Hitting http://localhost:8384/meta.js or http://localhost:8384/qr/?text=test with curl, they seem to require --insecure to avoid SSL certificate problem and --header 'X-API-Key: xxx' to avoid 403 Forbidden. Are the docs are out of date, or is my system misconfigured in some way?
I initially saw it on syncthing v1.28.0 (debian build) on Ubuntu 24.10. But 1.29.4 exhibits this behavior too. Should I submit a PR to fix the docs or try to fix the code instead?
Just now I tried to reproduce using on alpine-linux 3.21, using syncthing-1.28.1-r4 which ought to be from between those versions you’ve experienced the issue with. I am still allowed to use the API unauthenticated, with identical results as on the OpenBSD machine.
My vote would be for trying to fix the code, or at least get to the bottom with why it happens on your machine but not one mine.
The only way I expect those paths to not require authentication if is you’ve not enabled authentication. I have no strong opinion either way, the QR thing is not sensitive but also not something I think we need to provide as a general service without authentication? meta.json similarly is probably not sensitive but no real reason to serve it without auth afaik…

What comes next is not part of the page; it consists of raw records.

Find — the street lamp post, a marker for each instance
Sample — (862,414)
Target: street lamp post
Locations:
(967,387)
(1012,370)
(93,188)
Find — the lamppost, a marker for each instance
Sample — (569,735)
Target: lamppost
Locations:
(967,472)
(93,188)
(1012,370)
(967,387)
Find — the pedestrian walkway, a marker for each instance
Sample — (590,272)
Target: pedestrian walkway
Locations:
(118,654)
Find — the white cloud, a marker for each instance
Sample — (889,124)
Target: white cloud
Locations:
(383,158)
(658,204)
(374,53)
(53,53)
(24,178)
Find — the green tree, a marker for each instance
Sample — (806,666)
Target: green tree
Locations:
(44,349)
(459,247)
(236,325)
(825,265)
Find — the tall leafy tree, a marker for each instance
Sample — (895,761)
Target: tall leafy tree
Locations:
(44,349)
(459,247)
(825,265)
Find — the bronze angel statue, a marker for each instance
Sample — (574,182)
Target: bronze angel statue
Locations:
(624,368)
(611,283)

Correct. No username or password enabled here. My sockets are always created in directories only the launching user has permissions to. Everyone able to connect can also read the configuration file.
If I read the code correctly, the documentation would for sure benefit from being updated. Any instance configured to require username and password authentication may be accessed without those, as an api key short-circuits that elevated security? That’s unexpected.